Depuis plus de 25 ans, l’Unicef apporte un appui à l’État de Côte d’Ivoire afin d’améliorer les conditions de vie des enfants, selon le Représentant résident, Jean-François Basse.
Dans cette dynamique, l’institution onusienne a reçu, le lundi 29 juin 2026, à son siège de Cocody, à Abidjan, le soutien d’un partenaire du secteur privé pour renforcer l’enregistrement des naissances, notamment dans les zones vulnérables. Cette initiative s’inscrit dans le cadre du renouvellement d’un accord qui lie les deux parties depuis plus d’un an.
Grâce à ce partenariat stratégique, les deux entités entendent notamment accélérer la digitalisation des centres sociaux afin de faciliter l’accès aux services pour des milliers de familles. Il s’agit également de contribuer à ce que, chaque année, des milliers d’enfants supplémentaires puissent être enregistrés et protégés.
Dr Edmond Brou, directeur commercial d’Ihs Côte d’Ivoire, représentant la directrice générale Fatim Cissé, a souligné que cette démarche menée auprès de l’Unicef afin de permettre à davantage d’enfants de bénéficier d’actes de naissance s’inscrit dans le cadre de la politique de responsabilité sociétale de son entreprise.
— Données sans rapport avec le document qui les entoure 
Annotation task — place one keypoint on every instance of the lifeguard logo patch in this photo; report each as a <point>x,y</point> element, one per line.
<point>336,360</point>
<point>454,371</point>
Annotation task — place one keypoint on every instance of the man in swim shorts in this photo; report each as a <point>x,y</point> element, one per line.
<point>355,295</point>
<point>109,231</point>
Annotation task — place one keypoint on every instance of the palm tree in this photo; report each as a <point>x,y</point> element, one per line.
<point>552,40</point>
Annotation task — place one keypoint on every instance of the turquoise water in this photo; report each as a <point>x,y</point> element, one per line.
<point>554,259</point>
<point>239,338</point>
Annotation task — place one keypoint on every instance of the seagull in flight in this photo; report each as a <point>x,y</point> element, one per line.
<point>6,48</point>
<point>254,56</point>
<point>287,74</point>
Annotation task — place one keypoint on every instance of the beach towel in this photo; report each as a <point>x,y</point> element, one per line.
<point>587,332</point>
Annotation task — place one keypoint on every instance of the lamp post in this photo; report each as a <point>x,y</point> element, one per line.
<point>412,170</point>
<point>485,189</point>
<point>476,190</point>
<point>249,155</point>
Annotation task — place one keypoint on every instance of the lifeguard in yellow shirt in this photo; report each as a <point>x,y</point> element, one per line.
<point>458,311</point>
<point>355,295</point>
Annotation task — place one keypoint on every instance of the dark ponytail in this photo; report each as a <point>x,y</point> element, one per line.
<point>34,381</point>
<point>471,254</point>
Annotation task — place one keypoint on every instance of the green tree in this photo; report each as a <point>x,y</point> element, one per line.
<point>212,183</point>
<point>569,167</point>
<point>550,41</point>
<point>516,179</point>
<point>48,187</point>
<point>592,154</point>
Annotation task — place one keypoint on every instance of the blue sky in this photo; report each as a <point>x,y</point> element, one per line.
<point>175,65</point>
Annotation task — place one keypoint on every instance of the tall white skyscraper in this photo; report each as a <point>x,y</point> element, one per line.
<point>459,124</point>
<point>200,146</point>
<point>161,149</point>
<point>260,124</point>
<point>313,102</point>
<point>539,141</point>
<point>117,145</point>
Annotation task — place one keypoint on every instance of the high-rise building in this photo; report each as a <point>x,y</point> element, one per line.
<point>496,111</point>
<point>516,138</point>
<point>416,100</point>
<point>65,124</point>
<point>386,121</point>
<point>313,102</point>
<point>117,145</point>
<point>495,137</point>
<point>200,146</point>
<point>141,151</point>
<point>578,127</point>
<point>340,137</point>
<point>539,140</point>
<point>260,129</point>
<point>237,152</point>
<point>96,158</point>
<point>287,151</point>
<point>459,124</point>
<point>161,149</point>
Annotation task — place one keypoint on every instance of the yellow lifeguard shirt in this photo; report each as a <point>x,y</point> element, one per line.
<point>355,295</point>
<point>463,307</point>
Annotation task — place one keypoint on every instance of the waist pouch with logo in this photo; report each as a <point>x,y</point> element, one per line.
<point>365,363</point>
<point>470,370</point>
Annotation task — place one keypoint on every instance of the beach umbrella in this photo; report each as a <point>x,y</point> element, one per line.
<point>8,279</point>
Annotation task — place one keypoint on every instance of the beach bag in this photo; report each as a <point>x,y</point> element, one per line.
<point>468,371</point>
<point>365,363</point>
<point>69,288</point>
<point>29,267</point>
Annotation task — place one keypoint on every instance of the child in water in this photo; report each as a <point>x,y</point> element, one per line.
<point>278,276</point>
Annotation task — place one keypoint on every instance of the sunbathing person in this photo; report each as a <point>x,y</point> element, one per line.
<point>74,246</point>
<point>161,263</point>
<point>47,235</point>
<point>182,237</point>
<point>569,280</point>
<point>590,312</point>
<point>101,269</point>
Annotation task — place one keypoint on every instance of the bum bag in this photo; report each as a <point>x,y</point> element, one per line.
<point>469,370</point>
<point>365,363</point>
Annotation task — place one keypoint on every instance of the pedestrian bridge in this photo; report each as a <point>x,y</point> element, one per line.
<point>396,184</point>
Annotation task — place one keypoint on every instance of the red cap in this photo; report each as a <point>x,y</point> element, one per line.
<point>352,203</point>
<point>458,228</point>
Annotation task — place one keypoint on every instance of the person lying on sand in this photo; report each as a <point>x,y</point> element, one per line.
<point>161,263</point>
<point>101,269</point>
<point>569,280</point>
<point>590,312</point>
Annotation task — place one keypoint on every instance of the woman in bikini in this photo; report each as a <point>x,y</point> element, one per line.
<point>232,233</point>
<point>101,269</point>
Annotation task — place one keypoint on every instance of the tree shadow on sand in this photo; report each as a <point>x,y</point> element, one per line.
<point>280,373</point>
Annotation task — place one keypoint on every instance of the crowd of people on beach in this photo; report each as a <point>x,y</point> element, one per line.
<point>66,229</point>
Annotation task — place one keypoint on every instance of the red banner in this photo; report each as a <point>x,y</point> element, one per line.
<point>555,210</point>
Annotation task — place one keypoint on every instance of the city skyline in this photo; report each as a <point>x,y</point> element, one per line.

« Nous avons vu en l’Unicef le partenaire idéal pour nous accompagner dans l’atteinte de cet objectif. Nous ne pouvons pas être partout à la fois. L’appui que nous apportons à l’Unicef vise à lui permettre d’atteindre cet objectif : digitaliser l’enregistrement des naissances et faciliter leur déclaration », a indiqué le directeur commercial.
Il a ensuite précisé que ce soutien est à la fois technique, pour l’amélioration du système de déclaration des naissances, et financier, afin que l’institution dispose des ressources nécessaires ainsi que des moyens humains indispensables à l’atteinte de cet objectif.
Un panel a également meublé cette cérémonie de renouvellement du partenariat. Les échanges ont principalement porté sur le thème : « Le secteur privé, partenaire stratégique : vers une identité légale universelle et des services sociaux modernes ».
Les représentants du ministère de la Femme, de la Famille et de l’Enfant ; du ministère de la Justice et des Droits de l’Homme, ainsi que du ministère de l’Intérieur et de la Sécurité, ont saisi l’occasion pour saluer cette initiative qui permettra à davantage d’enfants d’obtenir une identité légale.
Selon l’Unicef, « aujourd’hui encore, près d’un enfant sur trois en Côte d’Ivoire n’est pas enregistré à la naissance, ce qui signifie qu’il demeure invisible pour les systèmes de santé, d’éducation et de protection ».